L’inculpation bienvenue et tardive de Vladimir Poutine pour des crimes de guerre qui auraient été commis en Ukraine confirme sa position de hors-la-loi mondial. Il est peu probable que la décision de la Cour pénale internationale (CPI) conduise à son arrestation et à son procès dans un avenir prévisible. Mais cela garantit qu’à partir de maintenant, le président russe sera un suspect et un homme recherché, passible d’arrestation dans les 123 États membres de la CPI et un énorme embarras pour son pays.
La responsabilité de commandement de Poutine pour des milliers de crimes de guerre odieux commis en Ukraine est claire depuis le début de la guerre qu’il a déclenchée. Lui et ses acolytes ont nié toute culpabilité. La Russie ne reconnaît pas la CPI. La décision d’inculper Poutine pour l’expulsion illégale d’enfants, plutôt que pour d’autres crimes, reflète la force des preuves dans ces cas spécifiques. Mais des frais supplémentaires devraient et doivent suivre.
C’est un soulagement que le procureur et les juges de la CPI n’aient pas cédé aux pressions pour suspendre ou retarder les charges par crainte de compromettre un futur processus de paix théorique. Emmanuel Macron, président de la France, a soutenu que Poutine ne devrait pas être « humilié ». Mais Poutine a bloqué les pourparlers de paix et, en tout état de cause, les deux questions ne doivent pas être confondues. Portant un coup important à la justice internationale, la Cour a montré qu’il n’y a pas d’impunité même pour les dirigeants les plus hauts placés.

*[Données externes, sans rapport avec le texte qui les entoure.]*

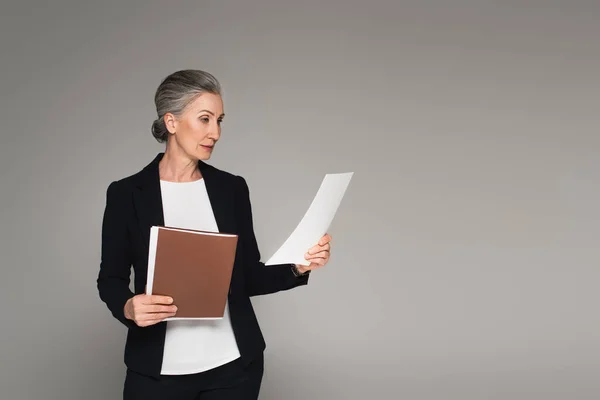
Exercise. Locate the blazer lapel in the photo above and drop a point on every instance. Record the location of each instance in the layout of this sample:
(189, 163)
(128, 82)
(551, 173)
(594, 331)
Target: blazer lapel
(221, 200)
(148, 201)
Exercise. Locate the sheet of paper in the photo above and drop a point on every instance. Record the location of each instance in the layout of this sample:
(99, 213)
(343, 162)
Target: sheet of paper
(316, 221)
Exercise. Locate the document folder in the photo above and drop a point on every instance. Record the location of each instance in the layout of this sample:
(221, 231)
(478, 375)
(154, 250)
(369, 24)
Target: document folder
(193, 267)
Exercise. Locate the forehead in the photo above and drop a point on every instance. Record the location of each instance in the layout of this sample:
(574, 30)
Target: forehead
(207, 101)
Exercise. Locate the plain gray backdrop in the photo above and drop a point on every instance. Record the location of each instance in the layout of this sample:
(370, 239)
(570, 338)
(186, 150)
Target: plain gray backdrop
(465, 253)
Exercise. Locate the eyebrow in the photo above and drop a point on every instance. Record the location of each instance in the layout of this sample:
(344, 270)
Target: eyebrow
(211, 113)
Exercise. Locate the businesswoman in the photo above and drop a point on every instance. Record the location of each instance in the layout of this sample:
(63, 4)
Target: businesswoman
(182, 359)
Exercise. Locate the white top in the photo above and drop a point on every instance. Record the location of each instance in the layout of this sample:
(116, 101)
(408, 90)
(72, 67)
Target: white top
(193, 346)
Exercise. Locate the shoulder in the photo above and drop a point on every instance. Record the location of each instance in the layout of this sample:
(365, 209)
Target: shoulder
(228, 179)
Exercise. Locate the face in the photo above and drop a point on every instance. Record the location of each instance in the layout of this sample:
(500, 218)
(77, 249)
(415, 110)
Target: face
(198, 128)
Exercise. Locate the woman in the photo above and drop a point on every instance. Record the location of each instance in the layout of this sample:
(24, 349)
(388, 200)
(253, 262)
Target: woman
(182, 359)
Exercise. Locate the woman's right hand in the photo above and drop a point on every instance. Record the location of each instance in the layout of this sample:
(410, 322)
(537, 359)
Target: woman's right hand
(146, 310)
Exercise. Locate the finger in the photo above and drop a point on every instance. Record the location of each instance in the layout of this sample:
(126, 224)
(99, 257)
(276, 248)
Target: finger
(151, 322)
(321, 254)
(153, 316)
(158, 308)
(158, 299)
(325, 239)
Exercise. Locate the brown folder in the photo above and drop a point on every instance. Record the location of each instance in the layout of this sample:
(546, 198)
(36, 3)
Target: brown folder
(193, 267)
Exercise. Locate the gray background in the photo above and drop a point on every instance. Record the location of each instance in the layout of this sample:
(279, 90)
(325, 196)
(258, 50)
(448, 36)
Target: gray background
(465, 254)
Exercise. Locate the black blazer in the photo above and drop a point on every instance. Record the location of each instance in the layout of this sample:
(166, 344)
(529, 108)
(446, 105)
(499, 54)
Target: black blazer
(133, 205)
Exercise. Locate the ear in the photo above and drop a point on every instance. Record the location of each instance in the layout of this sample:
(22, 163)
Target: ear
(170, 122)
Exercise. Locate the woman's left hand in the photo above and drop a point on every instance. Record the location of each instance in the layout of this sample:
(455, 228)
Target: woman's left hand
(318, 255)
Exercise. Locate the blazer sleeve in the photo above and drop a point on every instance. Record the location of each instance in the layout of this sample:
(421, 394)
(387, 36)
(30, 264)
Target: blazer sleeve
(260, 279)
(115, 265)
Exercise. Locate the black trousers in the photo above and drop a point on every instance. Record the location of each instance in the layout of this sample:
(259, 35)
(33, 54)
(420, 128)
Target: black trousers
(232, 381)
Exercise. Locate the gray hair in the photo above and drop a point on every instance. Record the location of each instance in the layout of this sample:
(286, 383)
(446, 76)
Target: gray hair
(178, 90)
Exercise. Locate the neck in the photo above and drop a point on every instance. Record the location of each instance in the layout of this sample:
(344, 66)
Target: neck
(176, 166)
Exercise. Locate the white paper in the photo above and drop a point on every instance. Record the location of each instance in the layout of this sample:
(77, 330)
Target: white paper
(316, 221)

Comme la Russie (et les États-Unis), la Chine n’est pas partie à la CPI. Mais l’acte d’accusation ne devrait laisser aucun doute à son président, Xi Jinping, sur la réputation ignoble de son hôte alors qu’il entame cette semaine une visite d’Etat à Moscou. Un dirigeant plus respectueux des principes pourrait annuler son voyage. Mais Xi, lui aussi, a du sang sur les mains au Xinjiang, où il est accusé d’avoir superviser le génocide et crimes contre l’humanité. Dans tous les cas, les raisons de la visite de Xi sont essentiellement intéressées.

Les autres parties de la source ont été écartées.